Two senators on Wednesday said they want the Justice Department to form a unit that would focused on unsolved murders from the civil rights era.
/ Source: The Associated Press

Two senators on Wednesday said they want the Justice Department to form a unit that would focused on unsolved murders from the civil rights era.

It would be patterned after the department’s Office of Special Investigations, which since 1979 has focused on finding and deporting former Nazis who are living in the United States.

Sens. Jim Talent, R-Mo., and Christopher Dodd, D-Conn., said the unit they are pushing for would investigate and prosecute pre-1970 deaths motivated by racial hatred.

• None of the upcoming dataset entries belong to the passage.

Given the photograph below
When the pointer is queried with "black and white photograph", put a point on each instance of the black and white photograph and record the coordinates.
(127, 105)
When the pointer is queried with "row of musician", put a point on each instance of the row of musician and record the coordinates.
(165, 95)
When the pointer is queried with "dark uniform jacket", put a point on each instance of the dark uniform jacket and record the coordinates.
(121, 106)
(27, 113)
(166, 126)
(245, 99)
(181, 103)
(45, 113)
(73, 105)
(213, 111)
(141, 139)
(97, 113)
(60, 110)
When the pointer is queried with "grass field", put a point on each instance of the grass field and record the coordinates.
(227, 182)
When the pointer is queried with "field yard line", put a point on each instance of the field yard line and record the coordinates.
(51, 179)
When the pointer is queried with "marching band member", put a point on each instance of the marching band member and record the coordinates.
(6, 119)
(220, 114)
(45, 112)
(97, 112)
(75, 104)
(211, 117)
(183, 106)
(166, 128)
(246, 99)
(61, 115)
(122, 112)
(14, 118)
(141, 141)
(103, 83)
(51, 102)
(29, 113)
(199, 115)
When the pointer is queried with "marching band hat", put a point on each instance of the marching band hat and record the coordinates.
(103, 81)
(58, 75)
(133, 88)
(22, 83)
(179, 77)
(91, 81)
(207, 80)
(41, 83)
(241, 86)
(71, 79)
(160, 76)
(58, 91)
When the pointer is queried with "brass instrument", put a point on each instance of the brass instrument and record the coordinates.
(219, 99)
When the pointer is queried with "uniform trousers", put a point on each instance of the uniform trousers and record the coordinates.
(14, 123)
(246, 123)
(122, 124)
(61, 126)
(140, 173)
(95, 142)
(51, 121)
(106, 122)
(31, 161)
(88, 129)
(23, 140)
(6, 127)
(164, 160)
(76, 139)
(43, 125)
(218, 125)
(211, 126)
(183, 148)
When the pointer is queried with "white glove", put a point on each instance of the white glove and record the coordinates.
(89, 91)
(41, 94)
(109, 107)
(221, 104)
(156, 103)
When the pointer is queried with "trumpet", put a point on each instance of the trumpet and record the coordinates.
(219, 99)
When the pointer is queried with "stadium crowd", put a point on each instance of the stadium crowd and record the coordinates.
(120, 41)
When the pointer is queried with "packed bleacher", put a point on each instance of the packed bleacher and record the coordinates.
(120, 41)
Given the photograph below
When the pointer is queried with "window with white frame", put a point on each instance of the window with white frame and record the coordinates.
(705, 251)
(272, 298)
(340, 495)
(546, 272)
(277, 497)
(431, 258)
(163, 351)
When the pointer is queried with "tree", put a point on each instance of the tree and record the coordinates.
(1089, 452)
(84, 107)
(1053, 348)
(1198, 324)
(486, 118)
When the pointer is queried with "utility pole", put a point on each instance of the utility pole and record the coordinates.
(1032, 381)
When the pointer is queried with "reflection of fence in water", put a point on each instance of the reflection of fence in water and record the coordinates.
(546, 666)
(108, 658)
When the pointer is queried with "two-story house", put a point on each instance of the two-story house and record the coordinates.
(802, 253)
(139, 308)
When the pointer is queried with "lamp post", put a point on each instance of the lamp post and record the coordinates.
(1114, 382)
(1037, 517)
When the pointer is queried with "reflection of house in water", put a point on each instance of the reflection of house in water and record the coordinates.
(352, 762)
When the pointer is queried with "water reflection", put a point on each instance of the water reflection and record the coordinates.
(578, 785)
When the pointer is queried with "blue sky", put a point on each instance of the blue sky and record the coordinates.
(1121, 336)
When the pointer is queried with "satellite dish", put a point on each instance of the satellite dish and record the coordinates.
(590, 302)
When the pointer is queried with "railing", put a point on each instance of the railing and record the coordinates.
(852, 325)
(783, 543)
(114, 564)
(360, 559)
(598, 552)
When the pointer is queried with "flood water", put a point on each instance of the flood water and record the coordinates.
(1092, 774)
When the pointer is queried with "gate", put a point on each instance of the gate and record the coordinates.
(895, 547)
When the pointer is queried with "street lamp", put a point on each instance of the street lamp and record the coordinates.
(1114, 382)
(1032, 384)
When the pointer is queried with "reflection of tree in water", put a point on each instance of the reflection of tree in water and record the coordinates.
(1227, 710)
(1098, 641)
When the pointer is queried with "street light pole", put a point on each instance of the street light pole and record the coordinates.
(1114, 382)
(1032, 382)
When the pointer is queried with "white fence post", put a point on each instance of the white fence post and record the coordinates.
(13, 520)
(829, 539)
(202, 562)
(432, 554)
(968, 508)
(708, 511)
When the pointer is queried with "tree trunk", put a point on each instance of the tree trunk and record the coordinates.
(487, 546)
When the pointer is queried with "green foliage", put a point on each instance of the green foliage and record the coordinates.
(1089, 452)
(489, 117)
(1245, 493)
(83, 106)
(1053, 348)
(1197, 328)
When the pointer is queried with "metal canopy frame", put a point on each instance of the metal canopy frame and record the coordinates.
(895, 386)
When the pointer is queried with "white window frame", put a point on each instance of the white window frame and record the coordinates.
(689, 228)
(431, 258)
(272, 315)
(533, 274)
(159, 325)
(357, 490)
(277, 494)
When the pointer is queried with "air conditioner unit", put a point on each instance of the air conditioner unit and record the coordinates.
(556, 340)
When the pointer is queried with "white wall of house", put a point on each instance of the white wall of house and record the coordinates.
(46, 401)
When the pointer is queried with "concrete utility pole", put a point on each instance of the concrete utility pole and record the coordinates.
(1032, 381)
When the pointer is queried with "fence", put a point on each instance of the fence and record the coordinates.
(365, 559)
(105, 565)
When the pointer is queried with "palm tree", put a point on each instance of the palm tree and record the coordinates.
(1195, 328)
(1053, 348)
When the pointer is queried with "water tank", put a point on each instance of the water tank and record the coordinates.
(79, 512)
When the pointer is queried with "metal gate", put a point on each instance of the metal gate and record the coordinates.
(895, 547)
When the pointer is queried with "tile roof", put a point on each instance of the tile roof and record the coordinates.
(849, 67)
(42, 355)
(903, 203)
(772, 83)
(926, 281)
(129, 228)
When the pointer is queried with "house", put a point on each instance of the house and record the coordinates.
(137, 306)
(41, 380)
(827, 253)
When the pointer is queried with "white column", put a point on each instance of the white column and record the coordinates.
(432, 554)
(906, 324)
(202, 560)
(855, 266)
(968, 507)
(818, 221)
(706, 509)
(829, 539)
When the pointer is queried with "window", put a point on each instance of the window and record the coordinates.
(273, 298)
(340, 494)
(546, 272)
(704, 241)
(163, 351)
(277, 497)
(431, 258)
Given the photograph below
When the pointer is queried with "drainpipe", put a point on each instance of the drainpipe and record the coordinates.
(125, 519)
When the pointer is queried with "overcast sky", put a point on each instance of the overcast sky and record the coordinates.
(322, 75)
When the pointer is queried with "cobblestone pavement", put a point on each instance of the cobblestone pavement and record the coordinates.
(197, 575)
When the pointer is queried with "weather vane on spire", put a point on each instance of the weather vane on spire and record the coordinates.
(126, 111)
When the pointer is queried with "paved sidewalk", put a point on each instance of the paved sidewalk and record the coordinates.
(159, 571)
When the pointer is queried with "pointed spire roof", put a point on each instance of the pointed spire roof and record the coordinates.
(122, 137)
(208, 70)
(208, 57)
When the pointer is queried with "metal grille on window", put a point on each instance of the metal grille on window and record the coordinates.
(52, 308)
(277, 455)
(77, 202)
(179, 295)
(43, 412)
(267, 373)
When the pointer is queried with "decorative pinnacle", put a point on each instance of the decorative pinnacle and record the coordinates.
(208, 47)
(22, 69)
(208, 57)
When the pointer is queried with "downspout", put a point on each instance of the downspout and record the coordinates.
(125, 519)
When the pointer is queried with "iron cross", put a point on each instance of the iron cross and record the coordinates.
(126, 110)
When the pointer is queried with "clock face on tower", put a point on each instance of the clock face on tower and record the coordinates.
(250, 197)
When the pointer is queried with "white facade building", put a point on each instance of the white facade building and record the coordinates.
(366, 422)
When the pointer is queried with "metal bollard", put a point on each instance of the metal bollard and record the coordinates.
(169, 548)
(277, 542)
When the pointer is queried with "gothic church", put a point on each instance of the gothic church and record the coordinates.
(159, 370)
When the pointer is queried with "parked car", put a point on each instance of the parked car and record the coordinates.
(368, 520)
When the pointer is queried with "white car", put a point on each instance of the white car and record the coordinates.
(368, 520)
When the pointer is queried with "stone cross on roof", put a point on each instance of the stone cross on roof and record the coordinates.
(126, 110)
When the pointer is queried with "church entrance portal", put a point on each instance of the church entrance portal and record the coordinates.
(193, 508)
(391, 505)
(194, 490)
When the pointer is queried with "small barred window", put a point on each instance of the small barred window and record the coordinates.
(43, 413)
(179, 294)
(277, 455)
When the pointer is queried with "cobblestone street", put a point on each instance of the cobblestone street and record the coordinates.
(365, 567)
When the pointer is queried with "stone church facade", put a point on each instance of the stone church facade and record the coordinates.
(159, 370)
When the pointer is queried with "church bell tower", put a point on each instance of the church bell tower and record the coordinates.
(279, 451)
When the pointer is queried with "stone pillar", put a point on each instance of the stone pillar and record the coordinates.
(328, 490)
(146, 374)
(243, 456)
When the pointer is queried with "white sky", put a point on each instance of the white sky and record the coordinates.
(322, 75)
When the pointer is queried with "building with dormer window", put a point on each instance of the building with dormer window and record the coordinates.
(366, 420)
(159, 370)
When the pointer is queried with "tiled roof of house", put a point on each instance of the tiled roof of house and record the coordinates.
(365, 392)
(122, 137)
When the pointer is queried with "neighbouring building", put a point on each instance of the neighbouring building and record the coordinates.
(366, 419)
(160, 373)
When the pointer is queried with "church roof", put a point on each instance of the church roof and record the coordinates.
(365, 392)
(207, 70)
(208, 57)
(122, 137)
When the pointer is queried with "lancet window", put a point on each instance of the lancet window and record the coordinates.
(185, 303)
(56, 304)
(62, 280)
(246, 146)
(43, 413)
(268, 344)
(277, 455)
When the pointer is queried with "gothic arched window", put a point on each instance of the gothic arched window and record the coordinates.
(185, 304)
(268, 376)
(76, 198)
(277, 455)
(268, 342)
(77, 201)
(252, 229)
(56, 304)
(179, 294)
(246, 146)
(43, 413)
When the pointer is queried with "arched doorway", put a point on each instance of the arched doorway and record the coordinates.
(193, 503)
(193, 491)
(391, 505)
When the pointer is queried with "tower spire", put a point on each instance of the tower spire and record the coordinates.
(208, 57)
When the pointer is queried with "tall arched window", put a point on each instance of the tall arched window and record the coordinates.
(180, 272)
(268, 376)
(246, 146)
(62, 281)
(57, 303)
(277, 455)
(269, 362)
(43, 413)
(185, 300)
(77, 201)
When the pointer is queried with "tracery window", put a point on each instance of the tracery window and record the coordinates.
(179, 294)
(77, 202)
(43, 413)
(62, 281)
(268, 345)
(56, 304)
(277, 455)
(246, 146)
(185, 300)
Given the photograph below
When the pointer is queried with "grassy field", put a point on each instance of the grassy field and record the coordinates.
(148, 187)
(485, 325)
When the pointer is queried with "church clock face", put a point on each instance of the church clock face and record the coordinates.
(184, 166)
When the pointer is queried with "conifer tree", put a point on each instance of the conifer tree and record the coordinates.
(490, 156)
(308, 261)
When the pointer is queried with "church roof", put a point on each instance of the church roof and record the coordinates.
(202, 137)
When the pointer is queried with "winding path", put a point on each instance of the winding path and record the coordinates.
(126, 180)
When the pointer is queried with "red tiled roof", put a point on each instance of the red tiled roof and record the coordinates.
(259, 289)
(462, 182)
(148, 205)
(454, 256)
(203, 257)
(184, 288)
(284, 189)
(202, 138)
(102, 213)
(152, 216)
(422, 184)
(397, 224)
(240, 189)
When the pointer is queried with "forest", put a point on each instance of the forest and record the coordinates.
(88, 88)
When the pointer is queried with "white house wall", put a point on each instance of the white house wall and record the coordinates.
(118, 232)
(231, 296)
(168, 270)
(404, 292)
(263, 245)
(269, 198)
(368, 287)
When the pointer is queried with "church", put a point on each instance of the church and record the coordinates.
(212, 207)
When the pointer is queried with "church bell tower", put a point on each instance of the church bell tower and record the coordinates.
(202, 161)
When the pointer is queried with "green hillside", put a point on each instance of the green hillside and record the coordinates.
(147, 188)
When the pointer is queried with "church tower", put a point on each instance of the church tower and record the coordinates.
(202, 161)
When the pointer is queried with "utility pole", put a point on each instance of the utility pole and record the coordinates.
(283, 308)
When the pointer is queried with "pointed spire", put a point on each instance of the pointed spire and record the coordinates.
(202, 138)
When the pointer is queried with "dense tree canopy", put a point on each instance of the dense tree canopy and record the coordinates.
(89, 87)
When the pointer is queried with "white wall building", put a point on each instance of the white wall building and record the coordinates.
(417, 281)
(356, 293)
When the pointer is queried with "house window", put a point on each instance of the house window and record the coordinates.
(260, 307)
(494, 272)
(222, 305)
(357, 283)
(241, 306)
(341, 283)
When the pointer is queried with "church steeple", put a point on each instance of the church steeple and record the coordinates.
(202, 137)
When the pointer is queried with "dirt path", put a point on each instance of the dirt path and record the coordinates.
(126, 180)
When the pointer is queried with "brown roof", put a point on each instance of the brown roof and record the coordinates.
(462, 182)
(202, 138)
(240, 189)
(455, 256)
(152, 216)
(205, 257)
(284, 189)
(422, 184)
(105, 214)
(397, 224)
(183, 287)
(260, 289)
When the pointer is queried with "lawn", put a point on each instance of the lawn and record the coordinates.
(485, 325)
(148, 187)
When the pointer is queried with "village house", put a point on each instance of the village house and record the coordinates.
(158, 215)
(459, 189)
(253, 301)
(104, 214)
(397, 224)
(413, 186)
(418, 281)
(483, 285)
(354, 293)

A Justice Department spokesman declined to comment on the proposal.

‘It's never too late’
Last week, a Mississippi court sentenced 80-year-old former Klansman Edgar Ray Killen to 60 years in jail for the slayings of three civil rights workers in 1964. Killen is the latest in a string of elderly suspects tried for crimes committed at a time when justice was out of reach for many blacks.

“The message is, it’s never too late to bring a killer to justice,” Talent said at a news conference.

The senators’ proposal would create an unsolved crimes section within Justice’s civil rights division to work with state and local law enforcement officials.

While the office would focus on unsolved murders, which have no statute of limitations, other civil rights violations would be referred to state or federal prosecutors, Talent said.